What is Stonewalling? Signs to watch out for
From silent treatment to avoidance, here are a few signs of stonewalling.
Stonewalling is the situation when a person in a relationship completely shuts down and refuses to communicate or share anything with the other person. It can slowly kill a relationship if not addressed in the right time. "Stonewalling, where one person completely shuts down or refuses to engage, can be incredibly damaging. It's not only harmful to the person being stonewalled, leaving them feeling abandoned, confused, and powerless to restore the connection, but it also has negative consequences for the person doing the stonewalling. By engaging in this behavior, they hurt themselves, as they erode the relationship and destroy the emotional intimacy that is needed for a strong bond," wrote Therapist Jordan Dann.
Speaking of the similarities and the differences between stonewalling and gaslighting, Jordan further added that while both may go hand in hand sometimes in a relationship, they are different. Stonewalling may not be a conscious choice – it can stem from childhood trauma and the urge to shut down as a response to a conflict. Gaslighting is when one person tries to deny the reality of the other person. "If stonewalling is present in your relationship dynamic, it's important to address this pattern. You need to work together to explore the underlying issues and triggers that contribute to stonewalling. Seeking therapy can provide valuable support and guidance in navigating this challenge," added the Therapist.
Here are a few signs of stonewalling:
Silent treatment: one of the classic signs of stonewalling is when one partner tries to give silent treatment to the other person.

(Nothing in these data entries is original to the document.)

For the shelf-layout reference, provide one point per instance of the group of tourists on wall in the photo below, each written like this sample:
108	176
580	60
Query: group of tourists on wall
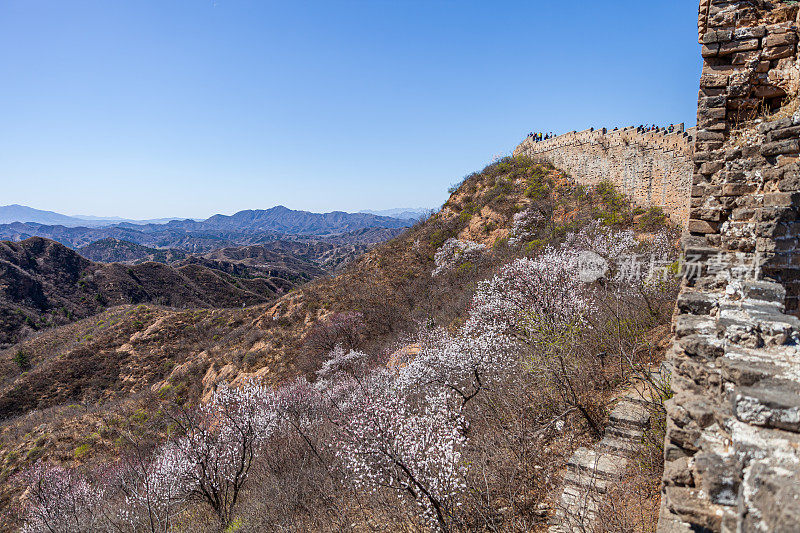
539	136
653	127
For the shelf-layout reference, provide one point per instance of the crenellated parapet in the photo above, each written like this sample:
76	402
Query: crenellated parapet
654	168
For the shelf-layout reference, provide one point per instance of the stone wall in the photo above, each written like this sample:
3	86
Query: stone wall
732	448
653	168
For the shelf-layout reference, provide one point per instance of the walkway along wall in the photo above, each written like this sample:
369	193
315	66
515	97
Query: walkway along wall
653	168
732	448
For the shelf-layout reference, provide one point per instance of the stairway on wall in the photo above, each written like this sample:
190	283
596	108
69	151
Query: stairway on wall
592	470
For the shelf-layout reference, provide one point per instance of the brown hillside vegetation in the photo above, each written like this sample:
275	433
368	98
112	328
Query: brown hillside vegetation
86	385
45	284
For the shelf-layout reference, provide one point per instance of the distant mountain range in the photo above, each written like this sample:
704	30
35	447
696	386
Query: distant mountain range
403	213
43	283
240	229
60	268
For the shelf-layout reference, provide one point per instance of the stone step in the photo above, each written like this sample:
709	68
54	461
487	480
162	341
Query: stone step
629	415
634	435
602	465
578	502
584	481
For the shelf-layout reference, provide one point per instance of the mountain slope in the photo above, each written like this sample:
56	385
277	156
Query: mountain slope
125	363
21	213
43	283
242	229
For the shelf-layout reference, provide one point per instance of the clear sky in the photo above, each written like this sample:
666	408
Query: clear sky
154	108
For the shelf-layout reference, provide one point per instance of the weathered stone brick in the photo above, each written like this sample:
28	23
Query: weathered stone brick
738	189
780	39
711	167
778	52
783	133
702	226
706	135
790	146
738	46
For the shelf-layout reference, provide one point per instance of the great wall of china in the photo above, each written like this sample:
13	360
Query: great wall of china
654	168
732	449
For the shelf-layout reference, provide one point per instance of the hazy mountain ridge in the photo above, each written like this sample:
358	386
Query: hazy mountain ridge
45	284
241	229
22	213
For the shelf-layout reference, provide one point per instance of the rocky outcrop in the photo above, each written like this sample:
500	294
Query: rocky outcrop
653	168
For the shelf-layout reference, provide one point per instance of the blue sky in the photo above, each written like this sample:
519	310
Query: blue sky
153	108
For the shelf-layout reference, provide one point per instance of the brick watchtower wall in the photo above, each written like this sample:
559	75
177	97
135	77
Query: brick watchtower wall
732	448
653	168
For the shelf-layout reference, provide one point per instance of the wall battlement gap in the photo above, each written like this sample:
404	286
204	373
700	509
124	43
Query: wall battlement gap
653	168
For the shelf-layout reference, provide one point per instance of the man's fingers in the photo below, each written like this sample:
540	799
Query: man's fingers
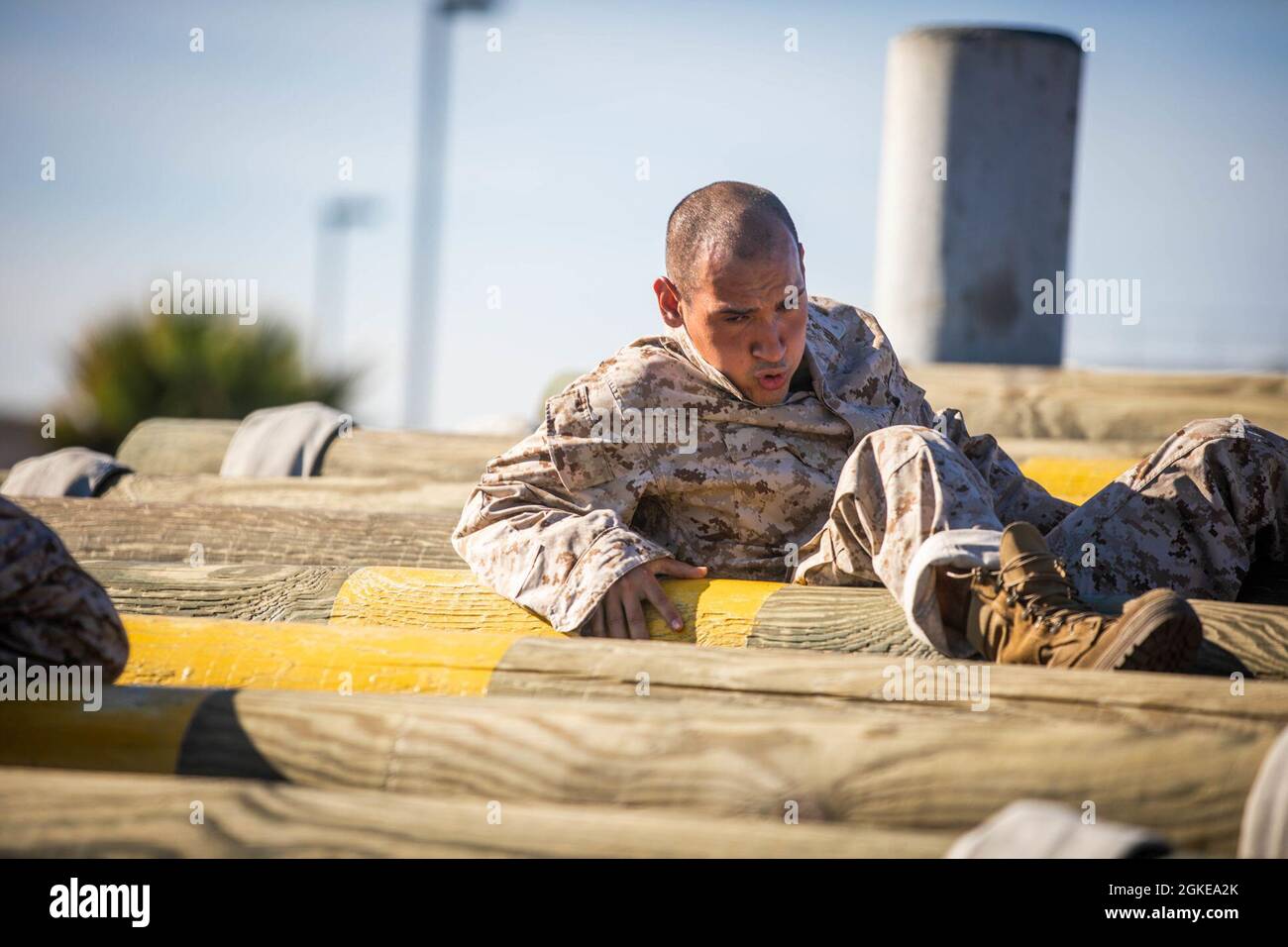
678	570
662	604
613	605
635	615
596	621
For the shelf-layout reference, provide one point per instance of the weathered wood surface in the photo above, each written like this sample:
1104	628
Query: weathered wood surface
349	493
941	775
214	652
179	446
257	592
1239	637
82	814
267	535
1017	403
1051	402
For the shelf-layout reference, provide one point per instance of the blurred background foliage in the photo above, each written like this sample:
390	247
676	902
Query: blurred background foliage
129	368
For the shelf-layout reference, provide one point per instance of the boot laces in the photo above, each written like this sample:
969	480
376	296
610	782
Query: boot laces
1046	608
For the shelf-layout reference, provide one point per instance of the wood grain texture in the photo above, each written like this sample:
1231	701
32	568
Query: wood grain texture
943	775
671	672
1051	402
80	814
180	446
215	652
349	493
176	445
257	592
369	453
228	535
1239	637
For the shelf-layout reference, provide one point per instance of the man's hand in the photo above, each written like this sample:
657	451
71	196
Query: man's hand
621	612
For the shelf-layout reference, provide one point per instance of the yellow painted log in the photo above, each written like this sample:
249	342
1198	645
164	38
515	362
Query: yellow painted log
1076	479
722	612
213	652
224	654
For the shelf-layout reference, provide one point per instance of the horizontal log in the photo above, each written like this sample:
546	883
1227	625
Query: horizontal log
224	535
944	775
219	654
82	814
1239	637
351	493
1014	401
180	446
1247	638
282	655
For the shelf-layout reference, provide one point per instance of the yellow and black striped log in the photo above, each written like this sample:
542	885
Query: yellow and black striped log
220	654
51	813
943	775
1244	638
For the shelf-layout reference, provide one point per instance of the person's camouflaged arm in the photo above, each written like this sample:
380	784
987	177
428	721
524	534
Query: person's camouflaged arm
549	523
51	611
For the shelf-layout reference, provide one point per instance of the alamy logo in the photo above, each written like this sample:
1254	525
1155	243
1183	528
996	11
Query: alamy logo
82	684
206	298
655	425
927	682
1087	298
75	899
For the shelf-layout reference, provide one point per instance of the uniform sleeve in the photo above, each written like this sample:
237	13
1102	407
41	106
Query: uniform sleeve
51	611
549	523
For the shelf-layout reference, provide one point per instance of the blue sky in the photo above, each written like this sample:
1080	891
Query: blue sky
215	163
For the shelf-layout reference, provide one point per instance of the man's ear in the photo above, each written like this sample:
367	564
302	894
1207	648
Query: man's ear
669	302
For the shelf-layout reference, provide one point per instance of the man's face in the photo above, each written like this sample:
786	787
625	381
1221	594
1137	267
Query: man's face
746	317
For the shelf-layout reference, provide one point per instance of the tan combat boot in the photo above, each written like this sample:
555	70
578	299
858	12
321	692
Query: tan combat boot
1028	612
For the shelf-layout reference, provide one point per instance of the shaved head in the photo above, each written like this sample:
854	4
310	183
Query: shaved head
722	221
735	285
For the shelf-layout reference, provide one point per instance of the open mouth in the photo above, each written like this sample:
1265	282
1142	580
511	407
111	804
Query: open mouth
772	380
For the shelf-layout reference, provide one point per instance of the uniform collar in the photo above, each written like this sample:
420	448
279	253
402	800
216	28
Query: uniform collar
717	377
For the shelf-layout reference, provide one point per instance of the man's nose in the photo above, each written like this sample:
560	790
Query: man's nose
768	346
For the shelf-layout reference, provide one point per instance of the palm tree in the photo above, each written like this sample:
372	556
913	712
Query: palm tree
130	368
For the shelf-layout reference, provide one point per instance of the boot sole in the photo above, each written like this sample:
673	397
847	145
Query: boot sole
1163	633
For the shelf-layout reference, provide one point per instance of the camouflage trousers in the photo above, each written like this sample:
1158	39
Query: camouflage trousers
1193	517
51	611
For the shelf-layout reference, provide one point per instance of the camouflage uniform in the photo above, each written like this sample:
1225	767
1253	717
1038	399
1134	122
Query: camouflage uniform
51	611
854	482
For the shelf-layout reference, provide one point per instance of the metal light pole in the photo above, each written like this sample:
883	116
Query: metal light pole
436	50
339	215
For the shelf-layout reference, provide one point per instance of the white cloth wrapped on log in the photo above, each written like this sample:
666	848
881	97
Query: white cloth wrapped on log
67	472
284	441
1037	828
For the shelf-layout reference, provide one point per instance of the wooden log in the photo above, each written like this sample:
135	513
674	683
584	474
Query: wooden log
1052	402
1250	639
176	445
202	652
349	493
50	813
267	535
944	775
179	446
1074	479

They refuse to give explanations or communicate in any way.
Refrain from discussion: When a topic comes up that may bother both of us, they may call the topic off limits and try to stay away from discussing it with us.
Dismiss concerns: When something bothers us and we try to communicate the same to the partner, they try to dismiss our concerns and suppress the concerns.
Avoidance: They keep trying to change the topic and behave as if they cannot hear us. This is a classic stonewalling sign.